Thanks for all the feedback, I’ve held off replying until now after my second appointment with a much more sympathetic doctor who has given me Citalopram which seems to help with both anxiety and depression. It’s early days yet, I’m not even on the full dosage but I’ve also been booked into some Cognitive Behavioural Therapy so hopefully things will get better in time.
 
Lost Drifter said:
Thanks for all the feedback, I’ve held off replying until now after my second appointment with a much more sympathetic doctor who has given me Citalopram which seems to help with both anxiety and depression. It’s early days yet, I’m not even on the full dosage but I’ve also been booked into some Cognitive Behavioural Therapy so hopefully things will get better in time.

I can't stress enough how beneficial CBT has been for me.

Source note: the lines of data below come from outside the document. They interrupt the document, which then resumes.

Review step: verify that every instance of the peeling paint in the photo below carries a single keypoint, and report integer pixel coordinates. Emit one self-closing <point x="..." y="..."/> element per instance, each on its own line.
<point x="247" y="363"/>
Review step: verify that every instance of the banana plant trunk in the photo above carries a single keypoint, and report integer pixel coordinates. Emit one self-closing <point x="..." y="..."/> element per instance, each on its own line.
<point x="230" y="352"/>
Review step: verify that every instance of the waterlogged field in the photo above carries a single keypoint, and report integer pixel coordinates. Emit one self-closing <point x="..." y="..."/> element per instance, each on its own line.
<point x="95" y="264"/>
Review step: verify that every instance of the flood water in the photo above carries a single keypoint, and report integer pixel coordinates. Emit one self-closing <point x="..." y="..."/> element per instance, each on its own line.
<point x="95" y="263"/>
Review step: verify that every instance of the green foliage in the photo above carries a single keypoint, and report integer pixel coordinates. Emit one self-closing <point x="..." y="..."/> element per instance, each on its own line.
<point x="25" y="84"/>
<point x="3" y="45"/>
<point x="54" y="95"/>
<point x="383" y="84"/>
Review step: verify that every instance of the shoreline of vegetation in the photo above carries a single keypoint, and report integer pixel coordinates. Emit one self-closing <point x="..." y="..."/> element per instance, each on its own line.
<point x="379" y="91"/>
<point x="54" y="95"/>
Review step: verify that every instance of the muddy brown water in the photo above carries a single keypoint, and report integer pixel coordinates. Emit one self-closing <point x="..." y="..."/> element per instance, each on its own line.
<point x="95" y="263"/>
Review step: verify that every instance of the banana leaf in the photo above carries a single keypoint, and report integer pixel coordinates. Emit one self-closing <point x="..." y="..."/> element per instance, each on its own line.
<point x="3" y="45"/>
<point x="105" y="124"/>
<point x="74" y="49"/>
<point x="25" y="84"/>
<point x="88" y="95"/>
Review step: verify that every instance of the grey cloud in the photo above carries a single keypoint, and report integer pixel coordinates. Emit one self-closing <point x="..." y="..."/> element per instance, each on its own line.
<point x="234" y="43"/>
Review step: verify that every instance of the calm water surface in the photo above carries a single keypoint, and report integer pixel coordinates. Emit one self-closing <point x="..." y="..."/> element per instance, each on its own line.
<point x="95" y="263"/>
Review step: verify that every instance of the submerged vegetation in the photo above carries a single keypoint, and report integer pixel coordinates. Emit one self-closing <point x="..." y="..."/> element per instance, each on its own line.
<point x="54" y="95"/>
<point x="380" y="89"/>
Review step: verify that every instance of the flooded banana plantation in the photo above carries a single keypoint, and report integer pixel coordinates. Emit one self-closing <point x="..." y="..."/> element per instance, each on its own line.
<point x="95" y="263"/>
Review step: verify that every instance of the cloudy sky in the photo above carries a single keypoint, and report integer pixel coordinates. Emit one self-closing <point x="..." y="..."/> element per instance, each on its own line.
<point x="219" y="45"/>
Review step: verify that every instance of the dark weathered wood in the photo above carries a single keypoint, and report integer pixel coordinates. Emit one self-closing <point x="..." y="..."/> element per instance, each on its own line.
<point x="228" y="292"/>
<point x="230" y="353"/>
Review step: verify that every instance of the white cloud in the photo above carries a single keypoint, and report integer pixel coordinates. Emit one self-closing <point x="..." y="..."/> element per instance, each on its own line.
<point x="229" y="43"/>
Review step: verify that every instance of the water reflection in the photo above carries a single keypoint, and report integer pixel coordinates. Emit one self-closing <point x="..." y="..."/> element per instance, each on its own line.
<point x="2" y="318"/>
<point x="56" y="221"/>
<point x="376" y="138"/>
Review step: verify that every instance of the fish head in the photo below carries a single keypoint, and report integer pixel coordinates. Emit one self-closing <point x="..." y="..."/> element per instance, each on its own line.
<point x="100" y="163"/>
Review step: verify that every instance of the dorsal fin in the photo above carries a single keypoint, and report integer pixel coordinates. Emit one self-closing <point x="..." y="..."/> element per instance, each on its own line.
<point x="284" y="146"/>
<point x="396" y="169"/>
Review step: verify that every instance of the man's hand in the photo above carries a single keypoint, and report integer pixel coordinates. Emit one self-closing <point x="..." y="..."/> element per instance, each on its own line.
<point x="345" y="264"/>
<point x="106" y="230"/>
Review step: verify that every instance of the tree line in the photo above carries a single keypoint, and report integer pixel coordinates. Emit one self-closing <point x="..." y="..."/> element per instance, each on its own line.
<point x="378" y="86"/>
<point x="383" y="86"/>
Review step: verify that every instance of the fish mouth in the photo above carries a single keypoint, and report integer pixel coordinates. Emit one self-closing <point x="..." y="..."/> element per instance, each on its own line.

Pharmacotherapy was not a good fit for me - the drugs and their associated side effects were extremely unpleasant, but it was an extreme reaction, and most people would probably be ok. CBT though, wow, it really feels empowering because you have an active hand in helping yourself.

Best of luck to you. I hope that things turn around soon. There is nothing like coming out of the emotional fog of a bad depression.
 
Hi Drifter, good to hear you've moved to a more sympathetic doctor. Medication can help but changing the way you think and act is better in the long run. I hope you have a lot of success with it.

As for advice... well, personally I've found it so helpful being able to post in this forum. Just getting it out there to a sympathetic community has made me feel so much better, along with just hanging around in chat while I'm working.
 
It's hard to ask for help sometimes, but counselling helped me, your doctor should be able to refer you. I've also seen a clinical psychologist in the past and had assertiveness training (all on the nhs).